You probably know that you are with the **linear regression** try that **Values of your criterion** to estimate as accurately as possible. This means that you are trying to predict, for example, how tall a person is as precisely as possible. In the **logistic regression** is that a little different. Here you are not directly predicting the values of the criterion. Instead, you estimate which of the two expressions of the criterion is how **probably** is. As a result of the regression equation, you don't get a criterion value, but one **Probability for one of the two criterion values**.

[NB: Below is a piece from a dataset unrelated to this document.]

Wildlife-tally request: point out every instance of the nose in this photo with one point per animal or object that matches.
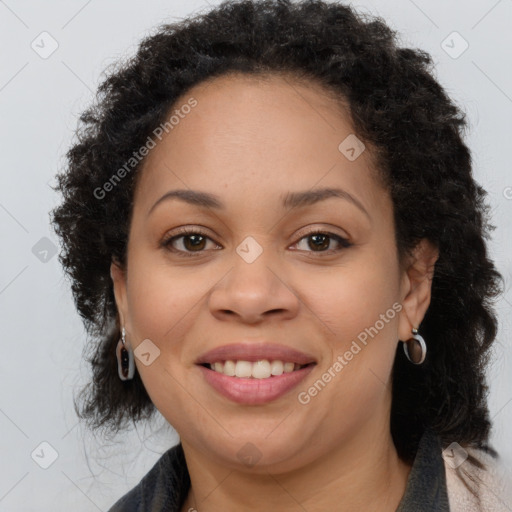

In order to be able to include the two expressions of your categorical criterion in the regression analysis, you assign one of them to each **value** to (mostly 0 and 1). If a person is rejected at the entrance exam, for example, they have the criterion value and is she accepted the value . If you now carry out the logistic regression, you will always get a value for as the result , that is, how likely it is that a person was accepted with a certain value of the predictor.

In purely mathematical terms, you could also use a criterion with two expressions **linear regression** predict. However, the linear regression equation can also be used to predict values that **way below 0 or way above 1 or somewhere in between** lie. This is not very conclusive in terms of content, after all, only either level 0 or level 1 can occur. Therefore it is more clever to use a logistic regression, because here it is not the expression itself, but yours **Probability of occurrence** predicted.

### Regression equation

Logistic regression has one too **Regression equation**. On the one hand, this equation describes the regression graph, which you can draw in a coordinate system. On the other hand, you can use the regression equation **Predictor values** deploy. If you then calculate the regression equation, you get an estimate of how **probably one of the two expressions of the criterion** is.

To the different **Regression parameters** the regression equation will get the **Maximum likelihood method** applied. This method tries to find those parameters for which the **Most likely occurrence of the available data** is. The implementation of the Maximum Likelihood Method is comparatively complicated and is usually carried out with the help of a computer program.

Use the regression equation to estimate how **it is likely that your criterion is 1** accepts. If you have assigned the values “1” for accepted and “0” for rejected to the results of the entrance exams, then you use the regression equation to calculate the probability that a person will pass the entrance examination .

The **Regression equation of logistic regression** looks like:

### Interpretation of the logistic regression

The interpretation of the **Regression coefficients ** is not quite as simple in logistic regression as it is in linear regression. First, however, you can see which one **sign** the regression coefficient Has. Is the coefficient** positive,** then the probability that the criterion assumes the value 1 increases the higher the value of the predictor is. On the other hand, is the regression coefficient **negative**, the probability decreases with increasing predictor values.

You can also use the so-called **Odds ratios** consider. A **Odd** looks at the ratio of the probability for one characteristic to the probability of the other characteristic. If you put different odds in a ratio in the next step, you can collect information about how much the probabilities change between the predictor values under consideration.

You can also use a for logistic regression **Coefficient of determination** to calculate. The coefficient of determination of logistic regression is also called **pseudo** denotes and exists in two variants: On the one hand there is that **Cox & Snell ** and on the other **Nagelkerkes **. It is best to always include both parameters.

### Coefficient of determination

You can find out what the coefficient of determination is and how to calculate it in our video. Check it out right now!